Григорий был ошарашен этой новостью, вздохнул сочувственно:
— Как же ты теперь, братишка?
— Но-но, не раскисай, — усмехнулся Нестор. — Да не вздумай маме сказать. Да и вообще никому знать не надо.
— Нет. Что ты, что ты. Я же понимаю, она и так испереживалась. Емельян вон с фронта без глаза явился, инвалид. Так она к Кригеру пошла, умолила принять его сторожем хоть. Всё ж кусок хлеба.
— Принял?
— Принял. Пожалел фронтовика. Сказал: «По отцу Ивану знаю, мол, все Махны добросовестные работники». Отец-то у него лучшим конюхом слыл.
— Ну Борис Михайлович хоть и буржуй, а человек, — согласился Нестор. — Меня тогда, сопляка, в модельный цех определил, не в чернорабочие.
— Какой из тебя чернорабочий был бы. Впрочем, и сейчас ты не краше: кожа да кости. Давай хоть спину потру, соскребу с тебя грязь тюремную.
Натирая мочалкой спину Нестору, Григорий говорил успокаивающе:
— Ничего, мы тебя откормим. Откормим, оженим; ты у нас ещё ого-го.
— Уж и оженим?
— А как же? Настя всякий раз за тебя спрашивала. Маме помогала посылки для тебя собирать. Всё норовила конфет побольше сунуть.
— Да-а, мама, — вздохнул Нестор. — Я над её письмами, поверишь, Гриша, плакал всякий раз. Белугой ревел. Каторга-то мне пожизненная была, думал не увижу вас. А тут революция, слава богу. И всё — я на воле.
— Ты, наверно, не знаешь, Нестор, когда тебя к смерти присудили, мама слезницу аж царице написала.
— Ну да? С ума сойти.
— Может, по её слезнице тебе и заменили смертный приговор на каторгу.

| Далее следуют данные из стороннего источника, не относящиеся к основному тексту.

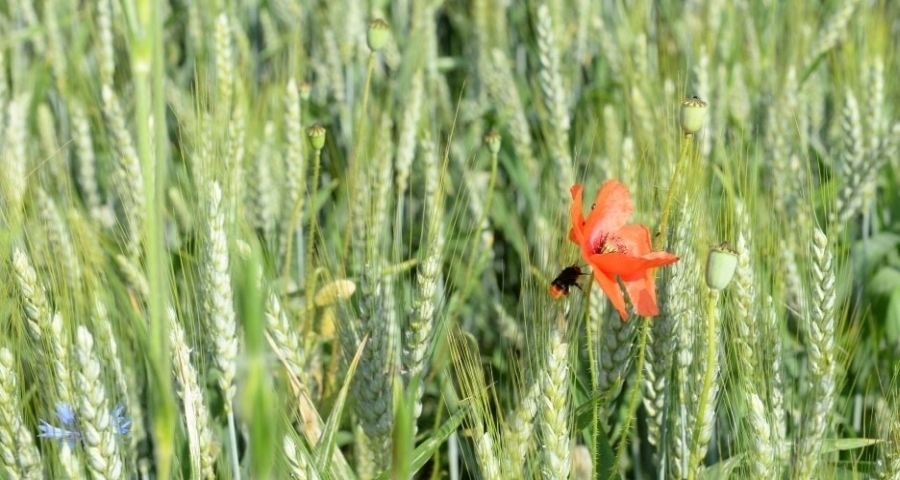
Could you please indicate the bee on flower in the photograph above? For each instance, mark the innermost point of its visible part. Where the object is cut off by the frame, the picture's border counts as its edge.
(616, 251)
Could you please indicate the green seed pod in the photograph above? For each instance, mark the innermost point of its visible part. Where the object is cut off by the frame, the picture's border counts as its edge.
(721, 262)
(304, 90)
(693, 114)
(378, 33)
(316, 135)
(492, 140)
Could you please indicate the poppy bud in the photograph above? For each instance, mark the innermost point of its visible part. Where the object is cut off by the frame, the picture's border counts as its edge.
(377, 35)
(304, 89)
(693, 114)
(316, 135)
(720, 266)
(493, 142)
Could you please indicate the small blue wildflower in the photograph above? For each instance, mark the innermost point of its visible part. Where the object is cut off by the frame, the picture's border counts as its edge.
(121, 424)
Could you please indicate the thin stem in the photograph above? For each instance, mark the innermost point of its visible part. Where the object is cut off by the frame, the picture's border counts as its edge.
(235, 461)
(310, 271)
(707, 379)
(592, 365)
(354, 155)
(673, 186)
(147, 68)
(633, 398)
(481, 219)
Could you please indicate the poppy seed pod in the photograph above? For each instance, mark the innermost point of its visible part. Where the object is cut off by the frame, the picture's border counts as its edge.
(493, 142)
(693, 114)
(377, 35)
(316, 135)
(721, 263)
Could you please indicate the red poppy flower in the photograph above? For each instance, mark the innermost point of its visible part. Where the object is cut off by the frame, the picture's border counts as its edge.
(617, 250)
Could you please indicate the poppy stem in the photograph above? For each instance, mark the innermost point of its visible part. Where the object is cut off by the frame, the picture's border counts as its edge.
(352, 163)
(708, 377)
(673, 186)
(310, 286)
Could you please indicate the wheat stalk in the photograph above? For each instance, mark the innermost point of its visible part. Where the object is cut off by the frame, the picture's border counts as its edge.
(554, 410)
(201, 444)
(12, 174)
(820, 330)
(18, 452)
(93, 412)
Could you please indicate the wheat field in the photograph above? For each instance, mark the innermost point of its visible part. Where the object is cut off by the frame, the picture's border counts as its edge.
(321, 239)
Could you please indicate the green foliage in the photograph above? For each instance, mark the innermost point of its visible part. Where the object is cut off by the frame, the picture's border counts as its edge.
(295, 255)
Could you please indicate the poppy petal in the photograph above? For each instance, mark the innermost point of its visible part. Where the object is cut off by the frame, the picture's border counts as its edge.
(635, 238)
(612, 290)
(612, 209)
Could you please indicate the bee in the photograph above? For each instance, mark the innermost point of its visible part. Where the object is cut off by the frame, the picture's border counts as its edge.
(566, 279)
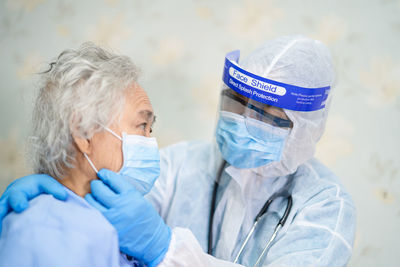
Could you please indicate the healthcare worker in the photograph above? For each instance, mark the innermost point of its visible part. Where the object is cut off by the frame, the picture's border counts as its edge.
(256, 196)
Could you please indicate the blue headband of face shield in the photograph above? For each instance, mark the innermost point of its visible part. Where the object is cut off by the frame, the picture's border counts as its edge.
(271, 92)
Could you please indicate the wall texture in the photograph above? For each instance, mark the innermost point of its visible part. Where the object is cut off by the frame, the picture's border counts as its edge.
(180, 46)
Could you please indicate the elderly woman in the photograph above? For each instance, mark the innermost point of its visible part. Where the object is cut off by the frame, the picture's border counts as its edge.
(90, 114)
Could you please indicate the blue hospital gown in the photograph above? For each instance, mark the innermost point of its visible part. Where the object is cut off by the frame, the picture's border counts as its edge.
(56, 233)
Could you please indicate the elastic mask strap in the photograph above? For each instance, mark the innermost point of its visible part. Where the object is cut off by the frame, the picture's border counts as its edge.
(91, 163)
(111, 131)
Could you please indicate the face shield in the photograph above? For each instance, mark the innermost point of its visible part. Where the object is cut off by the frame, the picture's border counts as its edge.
(253, 126)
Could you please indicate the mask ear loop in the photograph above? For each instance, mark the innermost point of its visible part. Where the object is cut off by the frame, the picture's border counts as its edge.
(110, 131)
(87, 157)
(91, 163)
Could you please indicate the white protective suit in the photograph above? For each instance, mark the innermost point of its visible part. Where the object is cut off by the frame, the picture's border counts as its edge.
(320, 227)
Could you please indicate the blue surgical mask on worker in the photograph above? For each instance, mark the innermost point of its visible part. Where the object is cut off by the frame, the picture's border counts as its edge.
(141, 160)
(249, 143)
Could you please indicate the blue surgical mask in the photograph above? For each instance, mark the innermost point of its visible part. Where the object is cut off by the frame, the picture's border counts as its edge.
(248, 143)
(141, 166)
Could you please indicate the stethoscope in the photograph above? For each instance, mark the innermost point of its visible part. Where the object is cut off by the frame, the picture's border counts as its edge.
(263, 210)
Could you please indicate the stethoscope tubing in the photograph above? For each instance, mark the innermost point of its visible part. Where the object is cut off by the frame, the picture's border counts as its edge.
(263, 210)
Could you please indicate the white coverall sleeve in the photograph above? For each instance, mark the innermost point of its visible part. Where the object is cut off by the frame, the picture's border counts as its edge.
(184, 250)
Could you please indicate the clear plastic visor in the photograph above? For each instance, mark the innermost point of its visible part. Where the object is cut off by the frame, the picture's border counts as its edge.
(234, 102)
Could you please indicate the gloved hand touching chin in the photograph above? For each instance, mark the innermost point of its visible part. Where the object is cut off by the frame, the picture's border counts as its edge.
(19, 192)
(142, 233)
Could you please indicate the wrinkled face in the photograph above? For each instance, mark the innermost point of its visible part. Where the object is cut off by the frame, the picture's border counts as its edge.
(137, 118)
(234, 102)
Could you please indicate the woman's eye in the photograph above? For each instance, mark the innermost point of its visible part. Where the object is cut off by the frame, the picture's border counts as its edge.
(143, 126)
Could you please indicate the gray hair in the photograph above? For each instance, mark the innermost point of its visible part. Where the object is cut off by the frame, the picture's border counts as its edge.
(83, 89)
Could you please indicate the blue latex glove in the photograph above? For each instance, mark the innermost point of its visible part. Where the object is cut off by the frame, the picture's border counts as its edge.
(19, 192)
(142, 233)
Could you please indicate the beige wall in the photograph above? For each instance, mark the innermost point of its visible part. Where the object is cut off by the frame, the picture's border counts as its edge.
(180, 45)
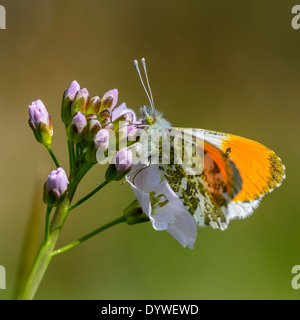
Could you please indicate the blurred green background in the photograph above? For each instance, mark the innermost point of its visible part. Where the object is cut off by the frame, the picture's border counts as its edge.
(231, 66)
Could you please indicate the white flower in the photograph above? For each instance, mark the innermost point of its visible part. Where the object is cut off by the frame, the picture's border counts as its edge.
(161, 204)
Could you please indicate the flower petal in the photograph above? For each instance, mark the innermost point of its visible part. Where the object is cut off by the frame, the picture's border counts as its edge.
(120, 110)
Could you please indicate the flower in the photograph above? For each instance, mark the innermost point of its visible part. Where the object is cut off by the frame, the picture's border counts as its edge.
(93, 106)
(40, 122)
(93, 126)
(98, 146)
(109, 99)
(67, 99)
(120, 111)
(55, 187)
(80, 101)
(162, 205)
(78, 127)
(120, 166)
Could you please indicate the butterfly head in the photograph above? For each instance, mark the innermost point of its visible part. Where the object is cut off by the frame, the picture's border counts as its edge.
(153, 118)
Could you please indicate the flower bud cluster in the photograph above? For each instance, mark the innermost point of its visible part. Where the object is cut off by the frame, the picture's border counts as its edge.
(92, 121)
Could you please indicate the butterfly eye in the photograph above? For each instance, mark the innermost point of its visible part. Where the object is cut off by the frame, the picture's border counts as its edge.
(150, 120)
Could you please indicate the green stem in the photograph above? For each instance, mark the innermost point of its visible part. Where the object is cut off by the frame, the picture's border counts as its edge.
(88, 195)
(47, 223)
(72, 159)
(52, 232)
(44, 254)
(89, 235)
(53, 156)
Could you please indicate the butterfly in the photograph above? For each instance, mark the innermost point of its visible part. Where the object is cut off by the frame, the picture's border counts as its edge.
(236, 174)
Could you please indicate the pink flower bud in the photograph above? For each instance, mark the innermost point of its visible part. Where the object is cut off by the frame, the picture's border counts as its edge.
(40, 122)
(78, 127)
(55, 186)
(68, 97)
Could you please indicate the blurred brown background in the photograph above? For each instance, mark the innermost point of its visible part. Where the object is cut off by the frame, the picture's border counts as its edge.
(230, 66)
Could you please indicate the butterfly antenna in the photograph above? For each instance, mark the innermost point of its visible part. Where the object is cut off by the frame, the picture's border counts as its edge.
(139, 73)
(146, 75)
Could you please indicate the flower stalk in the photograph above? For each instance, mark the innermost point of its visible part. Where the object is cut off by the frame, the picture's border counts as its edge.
(87, 123)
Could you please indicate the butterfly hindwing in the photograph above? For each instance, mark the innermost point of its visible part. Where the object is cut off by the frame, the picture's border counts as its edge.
(237, 173)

— Может быть. Хотя вряд ли письмо до царицы успело дойти. Мне там сказали, что смиловались надо мной по несовершеннолетию. Мне до 21 года шести месяцев не хватало.[1]
— И тут мамина заслуга, — засмеялся Григорий. — Смекаешь?
— Нет, — признался Нестор.
— Ты ж родился в 88 году, а она тебя записала с 89-го. Был бы с 88-го записан, не миновать тебе петли.
— А ведь верно, Гриша. Ну мама, как чувствовала всё равно.
— Вот именно, что из тебя разбойник вырастет, — пошутил Григорий. — Теперь поди Бутырка-то выучила?
— Выучила, Гриша, хорошо выучила, теперь я, братка, твёрдый анархист, не разбойник.
— Хоть бы ты растолковал брату, что это такое — анархизм.
— Это когда, Гриша, никакой власти не будет.
— Что-то я не пойму, Нестор. Кто-то ж должен править, вон, возьми телегу с лошадью, понужни её да кинь вожжи. Куда она тебя завезёт?